The agency said the rule, which is the result of congressional mandates, was written in response to a number of incidents of unsanitary transportation practices over the past few decades.
For the first time, violators can be punished criminally, said Christopher Ripple, a regulatory attorney with the Charlottesville, Virginia, law firm of McGuireWoods, whose clients include motor carriers and food industry firms.
Practices that create risk of food adulteration include improper refrigeration, inadequate cleaning of vehicles between loads and the failure to otherwise properly protect food during transportation, the agency said in its rule published in the Federal Register on April 6.
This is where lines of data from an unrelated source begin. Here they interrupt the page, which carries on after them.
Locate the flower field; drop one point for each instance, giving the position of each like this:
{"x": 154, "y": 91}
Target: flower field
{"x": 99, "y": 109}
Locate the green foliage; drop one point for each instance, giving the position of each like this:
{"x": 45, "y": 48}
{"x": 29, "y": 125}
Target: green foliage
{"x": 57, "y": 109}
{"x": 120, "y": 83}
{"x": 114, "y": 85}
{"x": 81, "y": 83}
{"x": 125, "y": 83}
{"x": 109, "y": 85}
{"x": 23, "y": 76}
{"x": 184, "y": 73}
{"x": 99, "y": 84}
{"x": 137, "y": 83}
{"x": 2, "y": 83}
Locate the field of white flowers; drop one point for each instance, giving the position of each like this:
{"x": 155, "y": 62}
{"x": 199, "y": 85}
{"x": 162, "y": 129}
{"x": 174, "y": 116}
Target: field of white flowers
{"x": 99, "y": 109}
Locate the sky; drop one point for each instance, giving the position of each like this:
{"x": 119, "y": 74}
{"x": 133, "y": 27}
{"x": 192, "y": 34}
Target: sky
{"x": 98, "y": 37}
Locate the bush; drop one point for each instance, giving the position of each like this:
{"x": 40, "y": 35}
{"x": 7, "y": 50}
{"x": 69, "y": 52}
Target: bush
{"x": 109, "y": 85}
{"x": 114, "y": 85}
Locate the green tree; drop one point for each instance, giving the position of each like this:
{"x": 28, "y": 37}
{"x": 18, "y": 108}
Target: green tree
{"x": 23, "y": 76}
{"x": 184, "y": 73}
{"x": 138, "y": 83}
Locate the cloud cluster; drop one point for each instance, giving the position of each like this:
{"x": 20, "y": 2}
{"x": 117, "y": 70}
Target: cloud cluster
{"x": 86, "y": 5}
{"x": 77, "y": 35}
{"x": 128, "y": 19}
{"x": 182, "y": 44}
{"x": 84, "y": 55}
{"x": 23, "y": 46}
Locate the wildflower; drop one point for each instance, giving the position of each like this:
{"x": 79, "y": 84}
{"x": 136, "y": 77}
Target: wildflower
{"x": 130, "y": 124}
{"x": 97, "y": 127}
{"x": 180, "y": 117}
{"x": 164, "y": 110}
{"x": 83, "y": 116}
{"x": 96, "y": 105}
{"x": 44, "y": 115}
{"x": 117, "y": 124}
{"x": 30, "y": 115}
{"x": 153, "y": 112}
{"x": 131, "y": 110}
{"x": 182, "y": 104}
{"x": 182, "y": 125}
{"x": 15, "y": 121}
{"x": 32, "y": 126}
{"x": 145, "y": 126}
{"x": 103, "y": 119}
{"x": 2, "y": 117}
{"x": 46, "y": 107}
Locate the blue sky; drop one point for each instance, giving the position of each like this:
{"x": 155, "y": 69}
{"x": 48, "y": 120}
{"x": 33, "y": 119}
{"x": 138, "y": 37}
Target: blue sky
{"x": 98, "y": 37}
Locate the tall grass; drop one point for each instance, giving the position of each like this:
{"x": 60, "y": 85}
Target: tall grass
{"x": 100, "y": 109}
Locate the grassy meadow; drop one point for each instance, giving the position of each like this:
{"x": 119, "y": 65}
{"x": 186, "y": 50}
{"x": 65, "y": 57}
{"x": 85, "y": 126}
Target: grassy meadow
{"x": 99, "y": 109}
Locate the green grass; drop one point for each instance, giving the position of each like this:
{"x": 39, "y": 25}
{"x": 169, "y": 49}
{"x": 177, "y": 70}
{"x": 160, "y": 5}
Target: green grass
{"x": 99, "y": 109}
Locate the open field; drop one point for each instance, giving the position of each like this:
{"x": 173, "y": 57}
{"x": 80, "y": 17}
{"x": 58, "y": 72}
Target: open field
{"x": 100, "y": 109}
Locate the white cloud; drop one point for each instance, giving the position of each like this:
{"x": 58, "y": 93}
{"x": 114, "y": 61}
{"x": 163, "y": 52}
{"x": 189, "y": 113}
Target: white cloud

Large companies will be required to comply with the new regulation one year after publication, while smaller firms will have two years to comply.
Many carriers and shippers were still analyzing the 283-page rule last week, but there were early indications that the final version offers more flexibility for truckers than the original proposal.
Truck refrigerated unit manufacturers Thermo King and Carrier Transicold, the Transportation Intermediaries Association and shipper group the National Industrial Transportation League were contacted but didn’t return calls for this story.
“There were some pretty significant changes made on the positive side,” said Jon Samson, executive director of the Agricultural & Food Transporters Conference of American Trucking Associations.
Samson said the final rule will allow a food receiver to make the call whether a truckload of food is adulterated if, for example, the proper temperature stipulated in a contract was not precisely maintained during transport.
The 2014 proposed rule would have required that the food be automatically declared adulterated in such instances, Samson said.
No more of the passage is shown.